We're going to try assembling some Glasgow [1] PCBs. The FPGA is BGA, and there are >100 jellybean parts to place, so this will probably involve the Reflow Oven. Failure is fun!

If we make this work, then we can probably put a bunch of them together for <100eur each (looks like total BOM+VAT is about 75eur), but for now this is just an experiment.

Glasgow is described as an `open source multitool for digital electronics'; it's basically an FPGA with configurable level shifting for 16 ESD-protected I/O pins, so you can connect it to a whole bunch of random interfaces:

Glasgow-block-diagram-1.png

Status

noopwafel tried making one in the reflow oven (14th Feb 2020). Next time need to check reflow temp profile, placement in oven, placement of components, how to apply solder paste, need better tweezers, and there are other lessons along those lines. Having said that, it looks OK:

Glasgow-reflow-attempt1.jpg

As of 18th Feb 2020, the first board works, but pin A7 is flaky. Replaced the level shifter on Feb 20: now everything seems to work!

We ordered 50 revC1 PCBs and a stencil from JLCPCB.

  • They asked for confirmation that the solder mask layer was meant to be missing the DNP parts, replied.

noopwafel bought about 10 board's worth of components.

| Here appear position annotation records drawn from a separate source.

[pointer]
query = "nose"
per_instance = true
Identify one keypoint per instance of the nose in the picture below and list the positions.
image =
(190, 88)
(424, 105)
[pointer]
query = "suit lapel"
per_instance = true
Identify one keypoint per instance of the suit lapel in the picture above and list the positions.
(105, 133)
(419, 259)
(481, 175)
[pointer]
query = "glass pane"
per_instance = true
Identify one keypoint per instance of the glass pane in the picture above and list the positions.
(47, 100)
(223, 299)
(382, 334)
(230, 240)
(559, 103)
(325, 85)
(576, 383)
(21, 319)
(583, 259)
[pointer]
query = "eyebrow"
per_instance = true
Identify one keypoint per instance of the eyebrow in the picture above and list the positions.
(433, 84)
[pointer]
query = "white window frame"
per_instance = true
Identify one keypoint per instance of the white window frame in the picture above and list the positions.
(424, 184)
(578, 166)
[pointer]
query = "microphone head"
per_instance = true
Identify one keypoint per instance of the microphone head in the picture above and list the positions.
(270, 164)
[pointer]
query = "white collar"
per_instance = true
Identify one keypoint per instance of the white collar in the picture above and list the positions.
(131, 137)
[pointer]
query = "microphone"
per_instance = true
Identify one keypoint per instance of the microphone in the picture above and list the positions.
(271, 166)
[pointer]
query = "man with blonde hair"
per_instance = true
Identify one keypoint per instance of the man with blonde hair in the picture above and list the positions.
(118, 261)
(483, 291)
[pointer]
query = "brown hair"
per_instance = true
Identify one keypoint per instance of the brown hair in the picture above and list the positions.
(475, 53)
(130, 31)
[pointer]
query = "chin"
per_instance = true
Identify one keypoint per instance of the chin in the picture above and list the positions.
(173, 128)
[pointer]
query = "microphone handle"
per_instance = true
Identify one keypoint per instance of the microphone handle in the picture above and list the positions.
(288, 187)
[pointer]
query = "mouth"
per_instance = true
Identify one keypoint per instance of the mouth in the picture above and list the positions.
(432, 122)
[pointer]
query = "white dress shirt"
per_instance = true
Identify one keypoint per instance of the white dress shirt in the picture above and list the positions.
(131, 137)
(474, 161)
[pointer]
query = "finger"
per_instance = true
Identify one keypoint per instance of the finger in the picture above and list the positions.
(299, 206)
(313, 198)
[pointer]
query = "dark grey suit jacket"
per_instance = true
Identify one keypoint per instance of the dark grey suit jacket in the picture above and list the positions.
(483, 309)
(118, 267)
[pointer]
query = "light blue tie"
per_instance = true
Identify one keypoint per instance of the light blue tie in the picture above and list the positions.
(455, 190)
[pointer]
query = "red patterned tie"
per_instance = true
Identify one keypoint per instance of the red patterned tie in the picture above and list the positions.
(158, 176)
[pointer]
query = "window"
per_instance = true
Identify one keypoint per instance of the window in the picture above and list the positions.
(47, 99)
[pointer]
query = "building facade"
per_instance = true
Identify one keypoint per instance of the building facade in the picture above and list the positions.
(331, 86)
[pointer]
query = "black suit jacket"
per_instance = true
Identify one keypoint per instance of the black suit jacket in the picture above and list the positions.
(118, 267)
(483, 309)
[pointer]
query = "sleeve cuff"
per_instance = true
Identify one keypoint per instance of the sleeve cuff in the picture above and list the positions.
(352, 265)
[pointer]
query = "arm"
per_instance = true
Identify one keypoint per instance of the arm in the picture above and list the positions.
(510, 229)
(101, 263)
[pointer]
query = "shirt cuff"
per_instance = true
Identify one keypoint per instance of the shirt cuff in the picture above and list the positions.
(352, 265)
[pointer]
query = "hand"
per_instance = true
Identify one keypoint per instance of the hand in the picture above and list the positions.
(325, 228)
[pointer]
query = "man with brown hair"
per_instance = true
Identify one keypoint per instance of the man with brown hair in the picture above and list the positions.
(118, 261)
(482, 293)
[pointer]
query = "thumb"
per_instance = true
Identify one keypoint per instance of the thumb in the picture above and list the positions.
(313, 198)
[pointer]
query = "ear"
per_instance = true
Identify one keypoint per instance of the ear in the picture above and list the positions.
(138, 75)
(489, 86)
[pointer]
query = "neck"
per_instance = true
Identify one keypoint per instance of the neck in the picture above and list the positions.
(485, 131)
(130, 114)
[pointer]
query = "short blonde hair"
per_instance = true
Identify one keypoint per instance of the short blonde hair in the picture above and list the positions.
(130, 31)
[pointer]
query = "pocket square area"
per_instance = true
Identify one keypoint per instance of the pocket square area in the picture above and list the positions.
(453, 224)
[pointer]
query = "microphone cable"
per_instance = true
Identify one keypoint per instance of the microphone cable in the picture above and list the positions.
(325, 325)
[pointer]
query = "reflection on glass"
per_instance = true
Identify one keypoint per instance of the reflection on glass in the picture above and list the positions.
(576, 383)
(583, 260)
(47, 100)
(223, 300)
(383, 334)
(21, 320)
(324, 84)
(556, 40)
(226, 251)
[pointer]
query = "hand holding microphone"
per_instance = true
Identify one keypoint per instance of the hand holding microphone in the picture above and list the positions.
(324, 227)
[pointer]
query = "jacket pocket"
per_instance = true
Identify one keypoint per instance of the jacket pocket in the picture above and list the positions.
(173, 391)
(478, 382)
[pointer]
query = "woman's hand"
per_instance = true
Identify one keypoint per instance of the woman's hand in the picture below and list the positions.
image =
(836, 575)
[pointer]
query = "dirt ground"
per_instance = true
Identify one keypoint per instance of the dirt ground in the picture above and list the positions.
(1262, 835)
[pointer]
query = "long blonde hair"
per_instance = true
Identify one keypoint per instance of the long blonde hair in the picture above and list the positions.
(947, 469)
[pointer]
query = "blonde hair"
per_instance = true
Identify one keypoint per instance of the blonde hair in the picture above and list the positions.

  • We managed to import a BOM into Mouser, and to break Digikey's BOM manager.
  • Future thoughts: the HX4K is 1eur cheaper. Also, jellybean parts could be cheaper.
  • noopwafel has a BOM spreadsheet for managing this now; order split between mouser, digikey and TME.
  • In theory, we now have all of the parts we need! (Later note: turns out we missed 18pF 0402 caps, but there were some in the space's inventory.)